Rep. Sandy Newsome, RCody, who was once a meat inspector, was among the officials who attended an Oct. 27 press conference announcing the grant award. 

She explained that most Wyoming producers sell their livestock at auctions, where it’s then shipped out of state for processing. 

“The shift has caused the quality of our beef to become a commodity, and our ranchers to become price takers,” Newsome said. When Wyoming-raised cattle are processed in large plants, it’s mixed together with meat from other states, making it nearly impossible to market Wyoming beef at a premium. 

Wyoming Legacy Meats is a USDA-inspected facility, meaning the produce it processes can be shipped to restaurants and grocery stores in other states. 

The lack of processing options outside the major packers was brought to the forefront when the COVID-19 pandemic forced the closure of large meat packers, leading to nationwide meat shortages. 

“We were the only source of meat in the region on many days,” said Frank Schmidt, who co-owns Wyoming Legacy Meats with his wife, Caety. 

Frank Schmidt explained how he and Caety, both retired doctors, started the business as a means to market beef under an all-natural model with no hormones or antibiotics. 

“We felt like if we could take out some of the things we didn’t like, it would contribute to the health of the people who consume the meat,” he said. 

The problem was they lost control of the beef at the point of sale. The Schmidts purchased the processing facility in 2016 to process the meat from their ranch and, after a significant retrofit, were able to get the USDA certification. 

Schmidt said it will take some time before they get to the point of creating 50 new jobs, but the current facility just can’t serve the demand in the area for regional processing. 

Speaking after the press conference, Schmidt said he’s looking at partnerships with Northwest College and other schools in the state to help train the workforce they’ll need. 

“We’re definitely going to establish a training network,” he said. 

Randy Walters, Wyoming Legacy Meats plant manager, said finding a trained workforce is “a problem in any industry,” but was confident they’d find the people they need for the new facility. 

Schmidt said they were able to find 22 trained meat processors for the current operations. 

Officials from Washington also spoke at the press conference, including Joel Frushone, director of the office of external affairs and communications at the EDA, and Anthony Foti, assistant secretary of legislative and intergovernmental affairs at the U.S. Department of Commerce. 

Foti noted that, in addition to the grant and loan, the project would include $400,000 in private investment for new equipment at the facility. 

“We call that skin in the game,” Foti said. 

Cody Mayor Matt Hall called the beef industry a “cultural, spiritual and historical” part of the region. 

Caety Schmidt thanked the EDA for the grant, saying the businesses couldn’t have undertaken the expansion without the federal funding. 
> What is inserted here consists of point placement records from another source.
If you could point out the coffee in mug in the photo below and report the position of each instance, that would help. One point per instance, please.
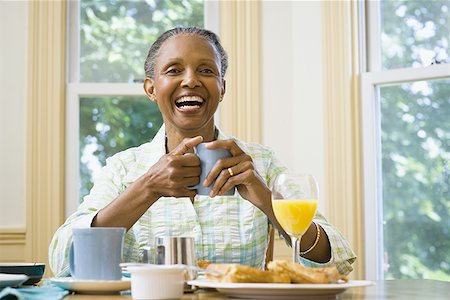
(208, 158)
(96, 252)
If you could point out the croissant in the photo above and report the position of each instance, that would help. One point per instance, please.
(240, 273)
(300, 274)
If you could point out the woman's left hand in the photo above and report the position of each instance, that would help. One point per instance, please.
(238, 171)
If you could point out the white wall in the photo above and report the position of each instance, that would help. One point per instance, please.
(293, 86)
(13, 83)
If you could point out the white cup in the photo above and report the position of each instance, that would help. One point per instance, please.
(157, 281)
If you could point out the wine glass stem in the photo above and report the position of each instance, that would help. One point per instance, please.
(295, 248)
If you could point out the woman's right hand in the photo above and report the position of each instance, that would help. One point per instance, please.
(175, 172)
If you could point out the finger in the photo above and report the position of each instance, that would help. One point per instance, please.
(225, 181)
(232, 182)
(230, 145)
(221, 164)
(190, 160)
(237, 163)
(186, 145)
(223, 177)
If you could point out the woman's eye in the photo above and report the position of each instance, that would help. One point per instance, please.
(172, 71)
(207, 71)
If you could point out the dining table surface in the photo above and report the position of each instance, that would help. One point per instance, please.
(417, 289)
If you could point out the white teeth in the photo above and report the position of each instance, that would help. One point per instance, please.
(190, 99)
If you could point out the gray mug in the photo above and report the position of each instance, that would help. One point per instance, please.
(172, 250)
(96, 252)
(208, 158)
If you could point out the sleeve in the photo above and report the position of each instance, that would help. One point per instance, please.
(342, 255)
(107, 186)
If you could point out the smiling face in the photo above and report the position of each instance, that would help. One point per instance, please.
(188, 85)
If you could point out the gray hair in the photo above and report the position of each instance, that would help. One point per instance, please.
(210, 36)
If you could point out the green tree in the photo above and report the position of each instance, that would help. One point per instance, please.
(114, 40)
(415, 140)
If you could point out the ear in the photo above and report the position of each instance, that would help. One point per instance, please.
(149, 88)
(222, 93)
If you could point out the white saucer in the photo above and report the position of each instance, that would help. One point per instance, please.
(12, 279)
(92, 286)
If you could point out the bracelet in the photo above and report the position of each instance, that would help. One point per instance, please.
(315, 242)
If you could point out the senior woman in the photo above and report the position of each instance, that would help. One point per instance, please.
(146, 189)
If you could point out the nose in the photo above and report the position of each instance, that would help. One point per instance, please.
(190, 79)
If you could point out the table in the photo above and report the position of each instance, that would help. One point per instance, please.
(386, 289)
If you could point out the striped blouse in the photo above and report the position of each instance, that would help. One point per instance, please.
(226, 229)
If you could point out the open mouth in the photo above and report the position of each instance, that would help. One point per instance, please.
(189, 102)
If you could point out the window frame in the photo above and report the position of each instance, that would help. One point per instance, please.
(76, 90)
(371, 79)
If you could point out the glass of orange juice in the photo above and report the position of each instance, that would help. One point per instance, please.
(294, 201)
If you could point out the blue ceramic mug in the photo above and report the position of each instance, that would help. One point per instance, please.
(208, 158)
(96, 252)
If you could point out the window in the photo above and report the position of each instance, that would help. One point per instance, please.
(107, 110)
(406, 134)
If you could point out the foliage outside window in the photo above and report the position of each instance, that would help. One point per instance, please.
(415, 142)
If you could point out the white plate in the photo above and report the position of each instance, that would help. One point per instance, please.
(281, 290)
(92, 286)
(12, 279)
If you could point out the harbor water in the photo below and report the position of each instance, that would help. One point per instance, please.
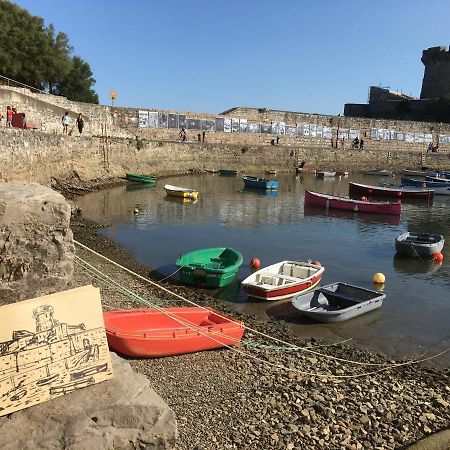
(274, 226)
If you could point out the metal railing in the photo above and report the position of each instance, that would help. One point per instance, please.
(13, 83)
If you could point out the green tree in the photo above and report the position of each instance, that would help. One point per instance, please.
(33, 54)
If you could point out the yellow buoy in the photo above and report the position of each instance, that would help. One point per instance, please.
(379, 278)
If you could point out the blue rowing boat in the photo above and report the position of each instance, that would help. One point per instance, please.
(259, 183)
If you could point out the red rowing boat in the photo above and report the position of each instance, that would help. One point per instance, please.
(348, 204)
(390, 191)
(152, 333)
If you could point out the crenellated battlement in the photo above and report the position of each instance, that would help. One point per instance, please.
(436, 79)
(435, 54)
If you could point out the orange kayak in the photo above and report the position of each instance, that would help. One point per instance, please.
(152, 333)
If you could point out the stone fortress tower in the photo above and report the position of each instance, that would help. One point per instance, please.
(436, 79)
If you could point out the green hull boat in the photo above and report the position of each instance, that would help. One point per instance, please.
(148, 179)
(209, 267)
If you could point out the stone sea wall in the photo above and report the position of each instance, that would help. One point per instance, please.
(35, 156)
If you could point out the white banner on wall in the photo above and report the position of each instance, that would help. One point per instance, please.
(227, 125)
(153, 119)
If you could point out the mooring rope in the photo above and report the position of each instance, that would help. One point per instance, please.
(385, 366)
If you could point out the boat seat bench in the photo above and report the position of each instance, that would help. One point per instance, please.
(332, 295)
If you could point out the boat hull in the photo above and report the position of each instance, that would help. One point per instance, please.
(419, 245)
(347, 204)
(260, 183)
(211, 268)
(356, 188)
(151, 333)
(147, 179)
(176, 191)
(337, 302)
(269, 284)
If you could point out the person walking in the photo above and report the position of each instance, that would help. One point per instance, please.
(80, 123)
(65, 122)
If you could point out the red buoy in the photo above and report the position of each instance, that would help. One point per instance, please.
(438, 257)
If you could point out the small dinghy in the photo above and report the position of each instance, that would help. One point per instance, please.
(152, 333)
(178, 191)
(337, 302)
(419, 245)
(283, 280)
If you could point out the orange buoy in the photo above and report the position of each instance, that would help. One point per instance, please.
(438, 257)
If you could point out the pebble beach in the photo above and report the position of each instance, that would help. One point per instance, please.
(276, 391)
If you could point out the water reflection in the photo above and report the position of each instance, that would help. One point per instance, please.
(403, 264)
(351, 246)
(270, 192)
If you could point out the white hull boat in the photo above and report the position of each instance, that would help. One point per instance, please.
(337, 302)
(283, 280)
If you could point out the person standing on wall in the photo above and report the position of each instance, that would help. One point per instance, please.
(65, 122)
(80, 123)
(9, 114)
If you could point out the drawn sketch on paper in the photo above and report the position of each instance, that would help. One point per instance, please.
(50, 346)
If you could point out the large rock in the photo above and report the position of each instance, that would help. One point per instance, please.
(121, 413)
(36, 243)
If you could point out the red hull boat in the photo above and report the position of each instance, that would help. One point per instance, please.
(152, 333)
(348, 204)
(390, 191)
(283, 280)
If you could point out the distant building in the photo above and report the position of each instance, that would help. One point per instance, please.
(386, 104)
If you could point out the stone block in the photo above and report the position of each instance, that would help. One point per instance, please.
(36, 243)
(121, 413)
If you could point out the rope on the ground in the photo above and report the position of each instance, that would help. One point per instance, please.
(384, 366)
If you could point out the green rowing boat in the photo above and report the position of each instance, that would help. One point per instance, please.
(148, 179)
(209, 267)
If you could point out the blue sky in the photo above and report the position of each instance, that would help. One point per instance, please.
(208, 55)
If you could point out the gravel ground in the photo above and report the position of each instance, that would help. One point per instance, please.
(238, 399)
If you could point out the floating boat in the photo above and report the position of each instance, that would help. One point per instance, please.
(177, 191)
(228, 172)
(259, 183)
(148, 179)
(210, 267)
(304, 170)
(348, 204)
(337, 302)
(313, 210)
(268, 192)
(424, 184)
(152, 333)
(437, 179)
(325, 174)
(282, 280)
(419, 245)
(378, 173)
(389, 191)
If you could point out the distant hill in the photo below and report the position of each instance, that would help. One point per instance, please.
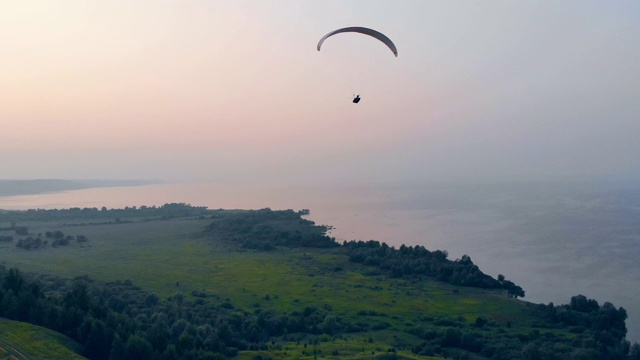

“President Trump is committed to supporting business growth and economic development across the country,” Secretary of Commerce Wilbur Ross said in an EDA news release on the grant. “This project will fund the construction of a new building as well as access roads, and parking facilities that will grow northwest Wyoming’s beef production capacity and support the area’s livestock producers.” 

Frank Schmidt said that, when the new facility is complete, it’s going to open doors for Wyoming producers to brand their beef. 

“When you say Idaho, you think potato. When you say Wyoming, people should think of a thick, juicy steak,” Schmidt said. 

The grant announcement comes while another Cody businessman, David Peterson, is working on plans to open a smaller meat processing facility on Powell’s south side.